L’esplosione, la distruzione e, via, un pentolone preso da casa e portato di corsa per strada per cucinare lì per lì un piatto caldo a volontari, feriti, familiari, gente delle vie vicine al porto che aveva perso tutto. È iniziata così, nel 2020, da un istinto di solidarietà a poche ore da una delle più grandi tragedie che Beirut abbia mai conosciuto, la Cuisine de Mariam, l’attività del sacerdote maronita Hani Tawk e di sua moglie Dounia.
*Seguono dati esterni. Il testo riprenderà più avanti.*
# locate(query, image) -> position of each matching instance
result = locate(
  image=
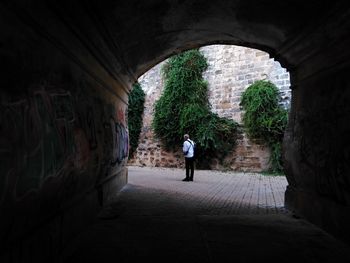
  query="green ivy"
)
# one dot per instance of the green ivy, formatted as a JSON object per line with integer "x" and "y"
{"x": 184, "y": 108}
{"x": 135, "y": 112}
{"x": 265, "y": 119}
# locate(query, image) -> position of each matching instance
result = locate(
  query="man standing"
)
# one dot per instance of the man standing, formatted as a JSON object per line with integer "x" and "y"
{"x": 188, "y": 150}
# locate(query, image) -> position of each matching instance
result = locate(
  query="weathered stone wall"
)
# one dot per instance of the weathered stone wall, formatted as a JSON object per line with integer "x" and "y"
{"x": 231, "y": 70}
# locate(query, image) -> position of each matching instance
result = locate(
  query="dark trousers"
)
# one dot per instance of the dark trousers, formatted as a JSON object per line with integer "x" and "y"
{"x": 189, "y": 162}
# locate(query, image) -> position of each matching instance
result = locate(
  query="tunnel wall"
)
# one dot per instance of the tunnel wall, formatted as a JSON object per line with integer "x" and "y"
{"x": 63, "y": 137}
{"x": 317, "y": 142}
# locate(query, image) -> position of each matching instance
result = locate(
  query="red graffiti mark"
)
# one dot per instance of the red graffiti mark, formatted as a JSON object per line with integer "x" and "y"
{"x": 82, "y": 149}
{"x": 121, "y": 116}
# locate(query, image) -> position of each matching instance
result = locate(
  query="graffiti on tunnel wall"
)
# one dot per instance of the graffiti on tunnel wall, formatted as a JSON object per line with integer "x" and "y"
{"x": 52, "y": 133}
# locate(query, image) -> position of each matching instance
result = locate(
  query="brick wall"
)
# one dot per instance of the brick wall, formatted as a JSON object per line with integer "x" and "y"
{"x": 231, "y": 70}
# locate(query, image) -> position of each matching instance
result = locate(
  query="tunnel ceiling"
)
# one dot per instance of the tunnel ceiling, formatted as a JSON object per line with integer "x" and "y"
{"x": 140, "y": 34}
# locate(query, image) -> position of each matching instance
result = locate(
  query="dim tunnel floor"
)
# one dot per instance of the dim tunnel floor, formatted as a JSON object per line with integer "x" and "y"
{"x": 220, "y": 217}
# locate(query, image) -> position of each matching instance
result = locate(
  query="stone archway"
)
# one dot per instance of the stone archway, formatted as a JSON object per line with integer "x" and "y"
{"x": 67, "y": 68}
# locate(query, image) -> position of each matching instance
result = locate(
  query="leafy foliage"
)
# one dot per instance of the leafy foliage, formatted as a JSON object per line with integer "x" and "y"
{"x": 135, "y": 111}
{"x": 265, "y": 119}
{"x": 184, "y": 108}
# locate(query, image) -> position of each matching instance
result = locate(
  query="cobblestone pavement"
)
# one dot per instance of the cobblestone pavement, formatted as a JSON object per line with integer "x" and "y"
{"x": 220, "y": 217}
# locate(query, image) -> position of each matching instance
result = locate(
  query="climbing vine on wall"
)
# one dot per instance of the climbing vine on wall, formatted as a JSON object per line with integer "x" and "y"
{"x": 265, "y": 119}
{"x": 135, "y": 111}
{"x": 184, "y": 108}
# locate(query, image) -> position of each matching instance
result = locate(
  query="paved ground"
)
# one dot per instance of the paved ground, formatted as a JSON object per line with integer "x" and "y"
{"x": 220, "y": 217}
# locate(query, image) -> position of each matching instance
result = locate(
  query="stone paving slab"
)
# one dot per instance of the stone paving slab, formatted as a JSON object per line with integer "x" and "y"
{"x": 220, "y": 217}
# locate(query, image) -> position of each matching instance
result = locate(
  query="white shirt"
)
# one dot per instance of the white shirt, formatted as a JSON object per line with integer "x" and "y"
{"x": 187, "y": 146}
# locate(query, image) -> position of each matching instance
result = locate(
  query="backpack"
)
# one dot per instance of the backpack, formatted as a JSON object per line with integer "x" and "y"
{"x": 194, "y": 149}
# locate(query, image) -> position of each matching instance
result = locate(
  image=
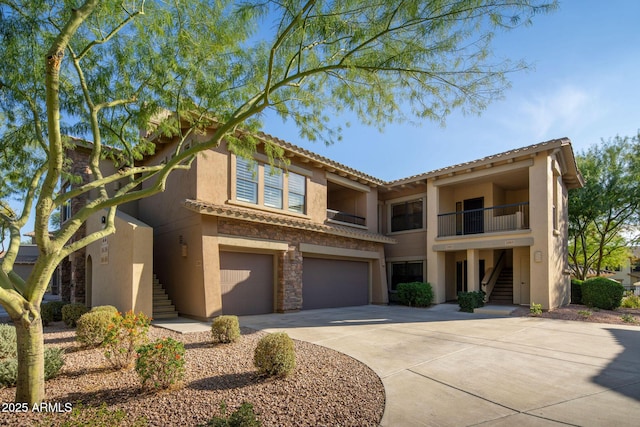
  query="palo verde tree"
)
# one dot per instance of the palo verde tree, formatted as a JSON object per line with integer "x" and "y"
{"x": 604, "y": 215}
{"x": 104, "y": 70}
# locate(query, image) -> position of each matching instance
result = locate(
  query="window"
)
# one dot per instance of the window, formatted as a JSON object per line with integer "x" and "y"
{"x": 406, "y": 272}
{"x": 273, "y": 187}
{"x": 297, "y": 192}
{"x": 406, "y": 215}
{"x": 246, "y": 180}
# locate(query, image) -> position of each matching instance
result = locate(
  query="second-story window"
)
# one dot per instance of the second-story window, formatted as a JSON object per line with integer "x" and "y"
{"x": 246, "y": 180}
{"x": 297, "y": 192}
{"x": 406, "y": 215}
{"x": 272, "y": 187}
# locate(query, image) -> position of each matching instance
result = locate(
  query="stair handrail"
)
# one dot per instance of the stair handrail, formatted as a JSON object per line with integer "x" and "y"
{"x": 491, "y": 277}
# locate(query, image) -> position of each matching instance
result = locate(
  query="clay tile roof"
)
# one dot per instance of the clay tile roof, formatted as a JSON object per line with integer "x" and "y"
{"x": 234, "y": 212}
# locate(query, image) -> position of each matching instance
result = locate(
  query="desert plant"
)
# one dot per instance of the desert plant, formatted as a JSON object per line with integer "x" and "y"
{"x": 469, "y": 301}
{"x": 8, "y": 348}
{"x": 275, "y": 355}
{"x": 576, "y": 291}
{"x": 225, "y": 329}
{"x": 72, "y": 312}
{"x": 92, "y": 327}
{"x": 124, "y": 334}
{"x": 53, "y": 362}
{"x": 160, "y": 364}
{"x": 602, "y": 293}
{"x": 535, "y": 309}
{"x": 108, "y": 308}
{"x": 630, "y": 301}
{"x": 244, "y": 416}
{"x": 417, "y": 294}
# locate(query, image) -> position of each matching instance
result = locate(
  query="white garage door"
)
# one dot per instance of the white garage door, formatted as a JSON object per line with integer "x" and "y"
{"x": 328, "y": 283}
{"x": 247, "y": 283}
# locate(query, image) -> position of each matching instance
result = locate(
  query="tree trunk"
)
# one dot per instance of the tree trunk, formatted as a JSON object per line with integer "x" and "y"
{"x": 30, "y": 339}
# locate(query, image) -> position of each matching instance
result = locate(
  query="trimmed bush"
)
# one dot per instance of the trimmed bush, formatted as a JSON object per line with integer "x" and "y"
{"x": 244, "y": 416}
{"x": 160, "y": 364}
{"x": 576, "y": 291}
{"x": 468, "y": 301}
{"x": 225, "y": 329}
{"x": 8, "y": 340}
{"x": 602, "y": 293}
{"x": 124, "y": 334}
{"x": 108, "y": 308}
{"x": 630, "y": 301}
{"x": 72, "y": 312}
{"x": 275, "y": 355}
{"x": 416, "y": 294}
{"x": 53, "y": 362}
{"x": 92, "y": 327}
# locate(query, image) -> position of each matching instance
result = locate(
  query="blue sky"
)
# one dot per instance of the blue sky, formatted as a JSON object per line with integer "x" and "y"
{"x": 584, "y": 84}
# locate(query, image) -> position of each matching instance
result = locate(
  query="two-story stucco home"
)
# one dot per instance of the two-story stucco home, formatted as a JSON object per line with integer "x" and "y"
{"x": 238, "y": 236}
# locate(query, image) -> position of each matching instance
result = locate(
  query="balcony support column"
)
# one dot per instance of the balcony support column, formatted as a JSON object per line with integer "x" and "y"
{"x": 473, "y": 275}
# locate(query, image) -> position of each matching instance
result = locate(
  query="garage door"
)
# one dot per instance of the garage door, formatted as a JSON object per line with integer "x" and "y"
{"x": 247, "y": 283}
{"x": 328, "y": 283}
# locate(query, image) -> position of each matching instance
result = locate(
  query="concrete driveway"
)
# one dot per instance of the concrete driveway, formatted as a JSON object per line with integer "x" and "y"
{"x": 441, "y": 367}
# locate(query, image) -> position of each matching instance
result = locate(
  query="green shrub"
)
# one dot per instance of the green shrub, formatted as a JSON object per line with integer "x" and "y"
{"x": 124, "y": 334}
{"x": 416, "y": 294}
{"x": 602, "y": 293}
{"x": 160, "y": 364}
{"x": 225, "y": 329}
{"x": 630, "y": 301}
{"x": 535, "y": 309}
{"x": 72, "y": 312}
{"x": 8, "y": 341}
{"x": 576, "y": 291}
{"x": 108, "y": 308}
{"x": 53, "y": 362}
{"x": 244, "y": 416}
{"x": 468, "y": 301}
{"x": 92, "y": 327}
{"x": 275, "y": 355}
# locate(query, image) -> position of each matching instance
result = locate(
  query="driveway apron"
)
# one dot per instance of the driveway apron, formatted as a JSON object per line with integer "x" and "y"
{"x": 441, "y": 367}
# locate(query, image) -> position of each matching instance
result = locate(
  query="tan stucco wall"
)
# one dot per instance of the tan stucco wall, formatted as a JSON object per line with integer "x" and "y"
{"x": 124, "y": 279}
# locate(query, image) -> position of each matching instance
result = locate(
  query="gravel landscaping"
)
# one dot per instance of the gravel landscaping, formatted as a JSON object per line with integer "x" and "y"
{"x": 326, "y": 388}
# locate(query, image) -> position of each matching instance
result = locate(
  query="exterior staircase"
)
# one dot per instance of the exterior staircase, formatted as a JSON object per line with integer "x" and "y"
{"x": 162, "y": 306}
{"x": 503, "y": 289}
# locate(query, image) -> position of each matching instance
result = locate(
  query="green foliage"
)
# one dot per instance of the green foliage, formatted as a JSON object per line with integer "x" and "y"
{"x": 602, "y": 293}
{"x": 8, "y": 347}
{"x": 160, "y": 364}
{"x": 468, "y": 301}
{"x": 72, "y": 312}
{"x": 630, "y": 301}
{"x": 92, "y": 327}
{"x": 602, "y": 215}
{"x": 576, "y": 291}
{"x": 244, "y": 416}
{"x": 225, "y": 329}
{"x": 417, "y": 294}
{"x": 275, "y": 355}
{"x": 53, "y": 362}
{"x": 51, "y": 312}
{"x": 124, "y": 334}
{"x": 628, "y": 318}
{"x": 101, "y": 416}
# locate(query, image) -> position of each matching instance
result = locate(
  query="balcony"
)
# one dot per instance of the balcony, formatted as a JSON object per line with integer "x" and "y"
{"x": 345, "y": 217}
{"x": 487, "y": 220}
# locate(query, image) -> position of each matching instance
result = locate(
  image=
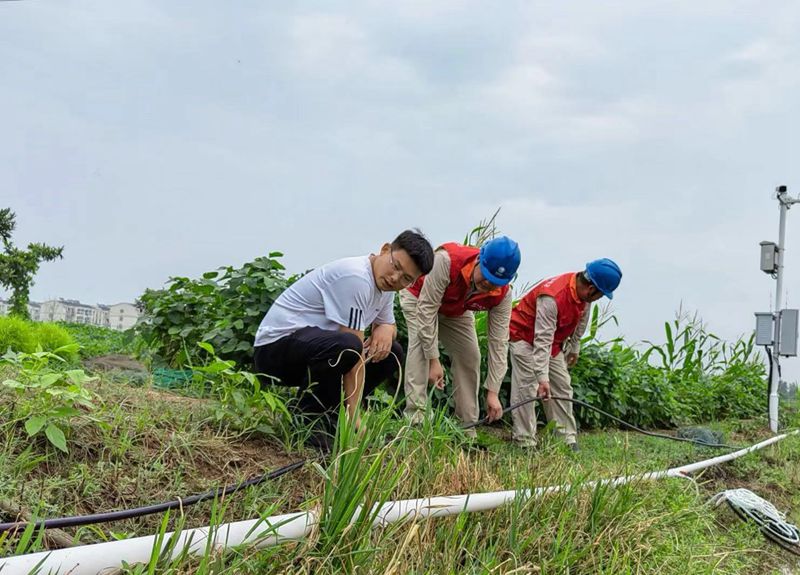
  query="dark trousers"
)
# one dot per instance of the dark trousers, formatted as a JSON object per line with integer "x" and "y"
{"x": 315, "y": 360}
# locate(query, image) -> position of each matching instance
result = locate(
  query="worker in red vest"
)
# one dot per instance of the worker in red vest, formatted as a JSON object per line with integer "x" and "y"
{"x": 439, "y": 307}
{"x": 545, "y": 334}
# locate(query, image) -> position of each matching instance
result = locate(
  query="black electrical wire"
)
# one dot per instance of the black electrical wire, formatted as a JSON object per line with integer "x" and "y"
{"x": 769, "y": 379}
{"x": 76, "y": 521}
{"x": 109, "y": 516}
{"x": 618, "y": 420}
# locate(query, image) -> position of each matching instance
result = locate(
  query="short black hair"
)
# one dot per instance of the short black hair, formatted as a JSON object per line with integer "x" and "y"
{"x": 417, "y": 246}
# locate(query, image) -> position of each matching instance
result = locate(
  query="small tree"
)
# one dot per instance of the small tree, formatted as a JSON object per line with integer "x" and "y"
{"x": 18, "y": 267}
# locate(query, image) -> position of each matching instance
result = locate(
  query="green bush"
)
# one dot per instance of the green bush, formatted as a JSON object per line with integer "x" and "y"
{"x": 17, "y": 335}
{"x": 54, "y": 338}
{"x": 223, "y": 308}
{"x": 23, "y": 336}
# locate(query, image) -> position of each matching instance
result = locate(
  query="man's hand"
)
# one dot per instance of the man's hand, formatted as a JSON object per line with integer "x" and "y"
{"x": 378, "y": 346}
{"x": 494, "y": 409}
{"x": 544, "y": 390}
{"x": 436, "y": 374}
{"x": 572, "y": 359}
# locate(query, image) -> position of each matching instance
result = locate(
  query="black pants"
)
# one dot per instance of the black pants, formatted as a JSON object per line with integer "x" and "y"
{"x": 315, "y": 360}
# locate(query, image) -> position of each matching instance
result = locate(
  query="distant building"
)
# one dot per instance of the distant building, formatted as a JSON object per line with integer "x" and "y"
{"x": 33, "y": 309}
{"x": 119, "y": 316}
{"x": 122, "y": 316}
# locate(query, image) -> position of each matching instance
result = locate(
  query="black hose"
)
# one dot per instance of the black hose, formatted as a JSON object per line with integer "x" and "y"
{"x": 769, "y": 378}
{"x": 618, "y": 420}
{"x": 109, "y": 516}
{"x": 150, "y": 509}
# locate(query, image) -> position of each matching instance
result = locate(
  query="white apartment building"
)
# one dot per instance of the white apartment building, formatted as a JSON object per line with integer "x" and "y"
{"x": 34, "y": 309}
{"x": 120, "y": 316}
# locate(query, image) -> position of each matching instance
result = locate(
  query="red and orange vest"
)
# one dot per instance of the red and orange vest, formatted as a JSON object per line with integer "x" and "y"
{"x": 570, "y": 308}
{"x": 463, "y": 260}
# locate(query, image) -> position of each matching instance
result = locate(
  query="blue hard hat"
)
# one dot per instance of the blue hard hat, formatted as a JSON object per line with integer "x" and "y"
{"x": 499, "y": 260}
{"x": 605, "y": 275}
Un progetto caritativo in Libano che consiste semplicemente nel cucinare ogni giorno per chi non ha più risorse ma tanta fame: poveri, sfollati, rifugiati, vittime di guerra.

I due, rispettivamente 50 e 45 anni, sposati da ventiquattro, genitori di quattro figli e già nonni («A breve arriverà un altro nipotino!»), prima distribuivano pasti per i marciapiedi della capitale del Libano: piatti francesi, piatti italiani (“Il ragù alla bolognese!”), soprattutto piatti libanesi, perché incontrano maggiormente il gusto della popolazione. Lo hanno fatto inizialmente per 25 giorni, poi «ci hanno cacciato e allora abbiamo trovato un magazzino semi-distrutto che abbiamo riallestito».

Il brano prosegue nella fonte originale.